Watch: Attorney General Loretta Lynch Discusses Federal Election Monitors for 2016 Race

U.S. Attorney General Loretta Lynch
Allison Shelley/Getty Images
U.S. Attorney General Loretta Lynch
Allison Shelley/Getty Images

In a climate where Republican presidential candidate Donald Trump has asked his supporters to “monitor” elections and has repeatedly called the system “rigged,” U.S. Attorney General Loretta E. Lynch this week released a video discussing this year’s elections and how the federal government will play a part in monitoring them.

Considering that this is the first presidential contest in 50 years without the full protections of the Voting Rights Act and voter suppression is in full effect, Lynch notes that the Department of Justice will dispatch hundreds of federal monitors to polling places around the country. Lynch specifically noted the 2013 Shelby v. Holder case in the video—in which the Supreme Court gutted the Voting Rights Act—and said that she is proud that her Justice Department has challenged many of the subversions of this law.

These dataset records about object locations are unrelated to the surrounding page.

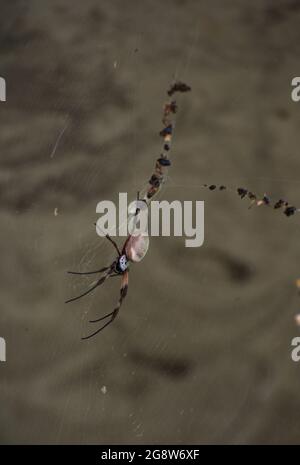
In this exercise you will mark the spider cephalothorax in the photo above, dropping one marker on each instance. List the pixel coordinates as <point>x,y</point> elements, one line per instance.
<point>122,264</point>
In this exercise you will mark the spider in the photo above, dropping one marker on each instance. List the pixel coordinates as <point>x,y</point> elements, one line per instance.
<point>134,250</point>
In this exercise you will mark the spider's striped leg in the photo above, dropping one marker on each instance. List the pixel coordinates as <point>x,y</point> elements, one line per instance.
<point>112,315</point>
<point>98,283</point>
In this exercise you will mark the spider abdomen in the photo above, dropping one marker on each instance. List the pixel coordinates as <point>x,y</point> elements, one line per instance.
<point>137,247</point>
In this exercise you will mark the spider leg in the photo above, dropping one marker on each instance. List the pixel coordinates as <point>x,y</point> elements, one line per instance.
<point>89,272</point>
<point>98,283</point>
<point>112,241</point>
<point>114,313</point>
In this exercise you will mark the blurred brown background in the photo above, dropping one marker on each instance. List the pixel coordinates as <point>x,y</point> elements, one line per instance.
<point>201,350</point>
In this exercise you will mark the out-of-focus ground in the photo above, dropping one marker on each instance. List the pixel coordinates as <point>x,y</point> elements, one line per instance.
<point>201,350</point>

“The most fundamental right that we enjoy as Americans is the right to choose our leaders at the ballot box,” begins Lynch. “Attempts to abridge that right not only run counter to federal law, they contradict the defining spirit of our democracy."


“I want the American people to know,” she continues, “that we stand ready to ensure that every voter can cast his or her ballot free of unlawful intimidation, discrimination or obstruction.”

The trained federal officials will be “deployed to half of 50 states” and will gather information on numerous aspects of local election procedures, including whether voters are treated differently depending on their race or color; whether jurisdictions are adequately serving individuals with disabilities; whether jurisdictions are complying with the provisional ballot requirements of the Help America Vote Act; and whether jurisdictions are complying with the Voting Rights Act’s requirement to provide bilingual election materials and assistance in areas of need.